Open-Access: This article is an open-access article which was selected by an in-house editor and fully peer-reviewed by external reviewers. It is distributed in accordance with the Creative Commons Attribution Non Commercial (CC BY-NC 4.0) license, which permits others to distribute, remix, adapt, build upon this work non-commercially, and license their derivative works on different terms, provided the original work is properly cited and the use is non-commercial. See: http://creativecommons.org/licenses/by-nc/4.0/
Correspondence to: Tibor Fülöp, MD, Division of Nephrology, Department of Medicine, University of Mississippi Medical Center, 2500 North State Street, L 504, Jackson, MS 39216-4505, United States. tiborfulop.nephro@gmail.com
Telephone: +1-601-9845670 Fax: +1-601-9845765
Received: January 29, 2015
Peer-review started: January 30, 2015
First decision: May 14, 2015
Revised: June 13, 2015
Accepted: July 11, 2015
Article in press: July 14, 2015
Published online: September 24, 2015
Abstract

The introduction of novel immunosuppressive agents over the last two decades and the improvement of our diagnostic tools for early detection of antibody-mediated injury offer us an opportunity, if not a mandate, to better match the immunosuppression needs of the individual patients with side effects of the therapy. However, immunosuppressive regimens in the majority of programs remain mostly protocol-driven, with relatively little inter-program heterogeneity in certain areas of the world. Emerging data showing different outcomes with a particular immunosuppressive strategy in populations with varying immunological risks underscore a real potential for “personalized medicine” in renal transplantation. Studies demonstrating marked differences in the adverse-effect profiles of individual drugs including the risk for viral infections, malignancy and renal toxicity call for a paradigm shift away from a “one size fits all” approach to an individually tailored immunosuppressive therapy for renal transplant recipients, assisted by both screening for predictors of graft loss and paying close attention to dose or class-related adverse effects. Our paper explores some of the opportunities during the care of these patients. Potential areas of improvements may include: (1) a thorough assessment of immunological and metabolic risk profile of each renal transplant recipient; (2) screening for predictors of graft loss and early signs of antibody-mediated rejection with donor-specific antibodies, protocol biopsies and proteinuria (including close follow up of adverse effects with dose adjustments or conversions as necessary); and (3) increased awareness of the possible link between poor tolerance of a given drug at a given dose and non-adherence with the prescribed regimen. Altogether, these considerations may enable the most effective use of the drugs we already have.

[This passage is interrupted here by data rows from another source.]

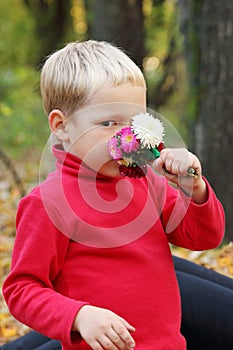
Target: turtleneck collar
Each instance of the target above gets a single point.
(70, 165)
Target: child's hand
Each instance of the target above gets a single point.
(174, 165)
(103, 329)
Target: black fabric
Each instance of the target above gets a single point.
(207, 312)
(207, 307)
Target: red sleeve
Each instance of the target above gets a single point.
(38, 255)
(193, 226)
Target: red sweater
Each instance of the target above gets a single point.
(80, 241)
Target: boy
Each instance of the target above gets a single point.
(91, 264)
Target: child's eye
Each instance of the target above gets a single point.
(109, 123)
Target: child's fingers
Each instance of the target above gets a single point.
(107, 343)
(123, 330)
(115, 339)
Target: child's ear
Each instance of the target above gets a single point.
(57, 125)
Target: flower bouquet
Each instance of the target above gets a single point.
(133, 147)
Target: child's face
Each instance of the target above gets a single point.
(89, 129)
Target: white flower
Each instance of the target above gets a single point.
(148, 130)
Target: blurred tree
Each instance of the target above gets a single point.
(52, 24)
(119, 22)
(207, 28)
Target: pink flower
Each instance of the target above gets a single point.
(114, 149)
(135, 171)
(129, 142)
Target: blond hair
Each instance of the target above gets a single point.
(72, 75)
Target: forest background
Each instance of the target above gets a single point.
(184, 48)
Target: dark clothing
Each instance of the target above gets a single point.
(207, 309)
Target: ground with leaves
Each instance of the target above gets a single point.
(220, 260)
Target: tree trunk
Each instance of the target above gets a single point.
(210, 66)
(120, 22)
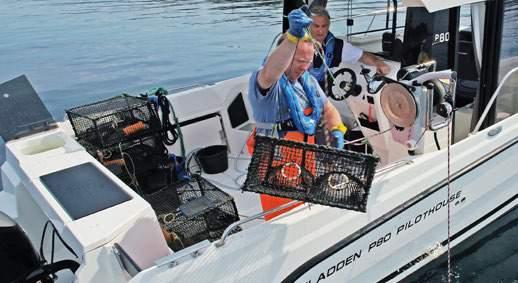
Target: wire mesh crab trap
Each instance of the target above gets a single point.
(109, 122)
(312, 173)
(193, 211)
(143, 163)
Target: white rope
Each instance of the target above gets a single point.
(448, 200)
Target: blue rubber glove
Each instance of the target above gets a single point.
(299, 21)
(338, 139)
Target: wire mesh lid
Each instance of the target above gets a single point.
(312, 173)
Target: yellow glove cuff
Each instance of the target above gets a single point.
(293, 39)
(341, 127)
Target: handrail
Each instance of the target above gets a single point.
(394, 165)
(492, 100)
(229, 229)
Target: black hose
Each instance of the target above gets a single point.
(436, 141)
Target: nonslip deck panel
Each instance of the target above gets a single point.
(83, 190)
(18, 94)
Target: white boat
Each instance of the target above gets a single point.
(423, 200)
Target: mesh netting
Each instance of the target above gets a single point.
(193, 211)
(107, 123)
(312, 173)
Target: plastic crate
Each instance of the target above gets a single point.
(116, 120)
(202, 211)
(311, 173)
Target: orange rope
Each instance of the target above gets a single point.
(134, 128)
(119, 162)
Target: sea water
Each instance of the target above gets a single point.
(79, 51)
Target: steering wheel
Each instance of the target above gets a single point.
(344, 84)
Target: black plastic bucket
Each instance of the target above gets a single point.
(213, 159)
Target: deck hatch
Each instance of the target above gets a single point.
(83, 190)
(19, 94)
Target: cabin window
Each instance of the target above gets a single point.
(507, 99)
(237, 111)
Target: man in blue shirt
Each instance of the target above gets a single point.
(286, 100)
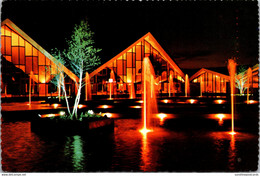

Keywords: Glucocorticoids, Donor-specific antibodies, Kidney transplantation, Mechanistic (mammalian) target of rapamycin inhibitor, Mycophenolate mofetil, Non-adherence, Calcineurin inhibitor, Sirolimus

Core tip: When managing individual transplant recipients, awareness of potential treatment-induced complications and pre-existing comorbidities may take precedence over excessively rigid adherence to pre-existing pathways. Potential areas of improvement are: (1) a thorough assessment of immunological and metabolic risk profile of each donor recipient; (2) screening for predictors of graft loss and early signs of antibody-mediated rejection with donor-specific antibodies, protocol biopsies and proteinuria (including close follow up of adverse effects with dose adjustments or conversions as necessary); and (3) increased awareness of the possible link between poor tolerance of a given drug at a given dose and non-adherence with the prescribed regimen.